A New York-based human rights group is urging people to mark the fifteenth anniversary of the Chinese government's crackdown on pro-democracy demonstrators in Beijing's Tiananmen Square. The group is displaying many previously unpublished photographs of the historic protests and their violent end.
The Human Rights in China group says it solicited people in China and abroad for photographs of the protests and it now has more than three thousand pictures. At least half of the photos have never been published before. Many belong to demonstration participants and their families.
Organizers say one hundred of the photographs will be exhibited in 27 cities in North America, Europe and Asia - including Hong Kong and Taipei. The group is compiling all of the photographs on a Chinese-language internet website.
Tang Baiqiao is chair of the China Peace human rights group, which helped organize the exhibition. He says the photographs are a powerful way of reminding people about the brutal crackdown. "It makes you have a very strong feeling about this, this massacre.

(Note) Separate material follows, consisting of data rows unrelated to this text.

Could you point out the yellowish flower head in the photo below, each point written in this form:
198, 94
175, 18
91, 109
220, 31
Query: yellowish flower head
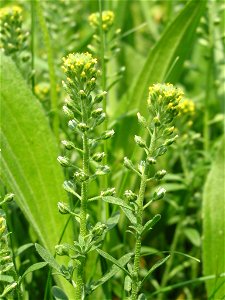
187, 106
10, 12
82, 64
107, 20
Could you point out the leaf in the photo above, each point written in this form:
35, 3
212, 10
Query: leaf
214, 225
113, 260
113, 220
130, 215
193, 235
122, 261
59, 293
151, 223
175, 42
28, 156
33, 268
116, 201
154, 267
48, 257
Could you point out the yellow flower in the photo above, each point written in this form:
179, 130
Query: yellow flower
107, 20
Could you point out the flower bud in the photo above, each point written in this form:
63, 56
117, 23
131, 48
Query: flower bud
81, 176
128, 163
160, 174
140, 142
151, 160
68, 145
102, 170
98, 156
64, 161
107, 134
72, 124
97, 112
130, 195
68, 112
170, 141
62, 250
100, 97
82, 127
159, 194
142, 120
63, 208
108, 192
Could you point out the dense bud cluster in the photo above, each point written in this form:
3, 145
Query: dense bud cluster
107, 20
12, 38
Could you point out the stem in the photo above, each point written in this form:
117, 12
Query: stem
51, 67
80, 282
139, 215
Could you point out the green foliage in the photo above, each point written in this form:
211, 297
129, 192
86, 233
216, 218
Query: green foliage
214, 226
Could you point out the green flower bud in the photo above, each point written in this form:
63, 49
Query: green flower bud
63, 208
83, 127
108, 192
142, 120
97, 112
159, 194
72, 124
140, 142
128, 163
64, 161
103, 170
81, 176
99, 97
151, 160
107, 134
160, 174
68, 145
62, 250
130, 195
68, 112
170, 141
98, 157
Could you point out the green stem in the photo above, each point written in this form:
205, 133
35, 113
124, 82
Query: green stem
139, 215
51, 67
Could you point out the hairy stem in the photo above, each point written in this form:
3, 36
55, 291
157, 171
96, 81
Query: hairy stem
139, 214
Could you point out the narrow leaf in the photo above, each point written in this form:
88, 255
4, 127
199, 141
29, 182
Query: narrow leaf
113, 260
48, 257
214, 225
59, 293
151, 223
116, 201
154, 267
34, 267
122, 261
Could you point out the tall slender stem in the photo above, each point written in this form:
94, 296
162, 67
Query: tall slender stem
140, 200
51, 67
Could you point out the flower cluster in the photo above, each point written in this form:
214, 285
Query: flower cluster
163, 102
6, 261
107, 20
12, 38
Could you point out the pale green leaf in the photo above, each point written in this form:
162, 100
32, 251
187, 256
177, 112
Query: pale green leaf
214, 225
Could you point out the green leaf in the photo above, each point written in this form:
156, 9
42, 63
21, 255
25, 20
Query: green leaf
193, 235
151, 223
59, 293
33, 268
214, 225
174, 43
48, 257
113, 260
28, 156
116, 201
122, 261
154, 267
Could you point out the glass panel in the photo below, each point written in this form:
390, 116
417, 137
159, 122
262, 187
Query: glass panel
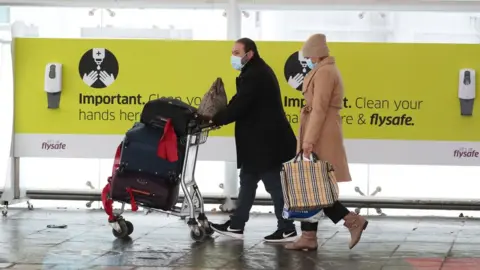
360, 26
85, 174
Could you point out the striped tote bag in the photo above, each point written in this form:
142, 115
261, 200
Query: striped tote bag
308, 184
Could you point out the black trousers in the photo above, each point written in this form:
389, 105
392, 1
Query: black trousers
248, 188
336, 212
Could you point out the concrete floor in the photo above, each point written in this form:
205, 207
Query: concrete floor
159, 242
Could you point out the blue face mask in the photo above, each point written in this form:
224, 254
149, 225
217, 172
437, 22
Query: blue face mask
236, 62
310, 64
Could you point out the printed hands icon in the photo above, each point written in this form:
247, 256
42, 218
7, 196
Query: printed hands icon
296, 81
91, 78
106, 78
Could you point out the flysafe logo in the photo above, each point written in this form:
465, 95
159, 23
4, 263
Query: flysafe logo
466, 153
53, 145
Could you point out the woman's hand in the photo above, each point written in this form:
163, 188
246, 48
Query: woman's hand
307, 149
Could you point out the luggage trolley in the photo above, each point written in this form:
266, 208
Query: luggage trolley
193, 201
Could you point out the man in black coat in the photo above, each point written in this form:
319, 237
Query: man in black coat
263, 136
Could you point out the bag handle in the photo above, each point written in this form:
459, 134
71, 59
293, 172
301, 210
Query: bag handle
299, 156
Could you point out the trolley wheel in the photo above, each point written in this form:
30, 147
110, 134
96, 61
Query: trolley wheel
129, 227
198, 236
123, 230
209, 231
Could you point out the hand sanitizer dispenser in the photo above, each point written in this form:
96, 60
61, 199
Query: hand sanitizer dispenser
466, 91
53, 84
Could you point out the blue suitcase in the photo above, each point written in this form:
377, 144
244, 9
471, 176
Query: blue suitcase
139, 153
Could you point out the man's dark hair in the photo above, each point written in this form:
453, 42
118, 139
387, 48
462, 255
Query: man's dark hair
249, 46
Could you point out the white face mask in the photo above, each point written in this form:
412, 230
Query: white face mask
236, 62
310, 64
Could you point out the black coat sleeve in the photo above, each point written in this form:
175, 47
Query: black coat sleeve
248, 92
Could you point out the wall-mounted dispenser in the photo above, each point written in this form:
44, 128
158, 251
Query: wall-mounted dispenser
53, 84
466, 91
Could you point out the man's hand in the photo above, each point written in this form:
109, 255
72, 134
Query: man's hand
307, 149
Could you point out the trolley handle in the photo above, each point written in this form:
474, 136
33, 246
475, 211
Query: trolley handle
201, 123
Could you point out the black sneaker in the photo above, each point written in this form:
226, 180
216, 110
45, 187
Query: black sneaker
225, 229
282, 236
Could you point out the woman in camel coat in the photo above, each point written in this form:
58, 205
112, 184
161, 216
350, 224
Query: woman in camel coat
321, 133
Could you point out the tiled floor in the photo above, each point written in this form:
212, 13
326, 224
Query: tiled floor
159, 242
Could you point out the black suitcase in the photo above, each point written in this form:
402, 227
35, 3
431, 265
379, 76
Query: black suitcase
147, 190
139, 153
158, 111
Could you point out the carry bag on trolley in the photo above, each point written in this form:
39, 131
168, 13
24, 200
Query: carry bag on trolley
140, 153
160, 110
150, 166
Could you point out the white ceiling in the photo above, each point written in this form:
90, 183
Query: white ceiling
393, 5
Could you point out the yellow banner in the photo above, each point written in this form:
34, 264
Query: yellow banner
392, 91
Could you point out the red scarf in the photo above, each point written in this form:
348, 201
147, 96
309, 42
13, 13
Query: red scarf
167, 146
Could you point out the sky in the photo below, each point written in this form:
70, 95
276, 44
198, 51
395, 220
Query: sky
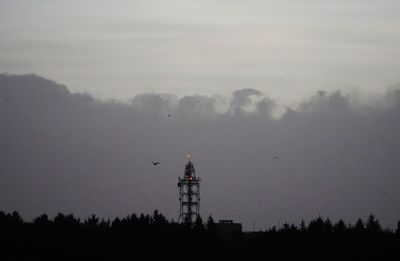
71, 153
288, 49
290, 109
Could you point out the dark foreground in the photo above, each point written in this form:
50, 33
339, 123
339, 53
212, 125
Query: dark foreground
145, 237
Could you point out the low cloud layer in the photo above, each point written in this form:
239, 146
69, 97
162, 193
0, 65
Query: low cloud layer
65, 152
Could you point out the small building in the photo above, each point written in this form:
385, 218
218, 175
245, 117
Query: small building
226, 229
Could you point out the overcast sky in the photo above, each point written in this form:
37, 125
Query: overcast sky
70, 153
287, 49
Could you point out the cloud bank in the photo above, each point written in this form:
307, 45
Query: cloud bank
68, 152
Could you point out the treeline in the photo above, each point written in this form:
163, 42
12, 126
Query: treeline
135, 237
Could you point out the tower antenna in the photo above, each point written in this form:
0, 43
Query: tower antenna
189, 194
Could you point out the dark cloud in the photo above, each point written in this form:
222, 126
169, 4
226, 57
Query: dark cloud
68, 152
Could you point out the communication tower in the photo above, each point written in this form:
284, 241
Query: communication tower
189, 194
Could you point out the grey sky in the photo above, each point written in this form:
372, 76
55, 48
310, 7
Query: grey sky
70, 153
287, 49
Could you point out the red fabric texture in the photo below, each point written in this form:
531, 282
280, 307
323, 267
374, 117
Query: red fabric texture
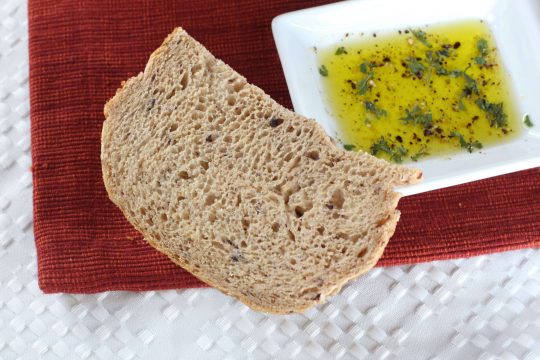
80, 51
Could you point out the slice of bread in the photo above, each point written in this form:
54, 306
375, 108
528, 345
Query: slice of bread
248, 196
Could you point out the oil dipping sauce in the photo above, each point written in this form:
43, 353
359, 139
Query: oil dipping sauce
420, 92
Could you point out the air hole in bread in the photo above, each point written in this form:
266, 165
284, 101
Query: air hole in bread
218, 245
291, 235
210, 199
171, 94
299, 211
185, 215
183, 175
313, 155
196, 68
337, 200
362, 253
184, 81
288, 157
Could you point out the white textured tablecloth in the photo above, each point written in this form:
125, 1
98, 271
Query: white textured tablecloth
486, 307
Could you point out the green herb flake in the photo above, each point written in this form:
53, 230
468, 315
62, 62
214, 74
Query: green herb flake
421, 36
341, 50
365, 67
527, 121
483, 49
416, 116
382, 146
421, 153
494, 112
468, 145
363, 85
415, 67
374, 109
455, 73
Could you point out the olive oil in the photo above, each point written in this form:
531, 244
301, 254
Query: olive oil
420, 92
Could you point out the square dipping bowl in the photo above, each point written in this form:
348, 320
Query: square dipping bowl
514, 24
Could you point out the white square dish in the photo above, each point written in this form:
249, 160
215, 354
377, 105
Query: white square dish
515, 26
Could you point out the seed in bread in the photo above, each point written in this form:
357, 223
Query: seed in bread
248, 196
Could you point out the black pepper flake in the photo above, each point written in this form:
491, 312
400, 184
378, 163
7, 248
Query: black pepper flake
275, 122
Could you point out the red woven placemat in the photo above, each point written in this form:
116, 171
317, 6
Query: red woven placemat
79, 53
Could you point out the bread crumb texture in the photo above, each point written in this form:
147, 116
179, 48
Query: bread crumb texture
248, 196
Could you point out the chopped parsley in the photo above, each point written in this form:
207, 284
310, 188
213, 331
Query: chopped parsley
421, 153
421, 36
374, 109
494, 112
341, 50
416, 116
483, 50
468, 145
396, 153
366, 67
364, 84
415, 66
527, 121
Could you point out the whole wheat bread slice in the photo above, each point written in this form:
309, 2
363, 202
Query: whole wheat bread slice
248, 196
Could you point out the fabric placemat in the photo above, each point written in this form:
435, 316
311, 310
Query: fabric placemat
80, 51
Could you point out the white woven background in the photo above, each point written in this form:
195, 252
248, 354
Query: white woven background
482, 308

So I think should publish the photographs every year, starting from this year," he says. "Maybe next year we can publish more, maybe make a book."
Organizers have also planned several other demonstrations in New York, including a candlelight vigil at the Chinese embassy.
The demonstrations mark the brutal crackdown that took place on June 4, 1989. Chinese government troops suppressed a pro-democracy protest in China's capital and killed hundreds, perhaps thousands, of unarmed demonstrators.
Organizers of this year's demonstrations say they want to remind young people of what happened that day.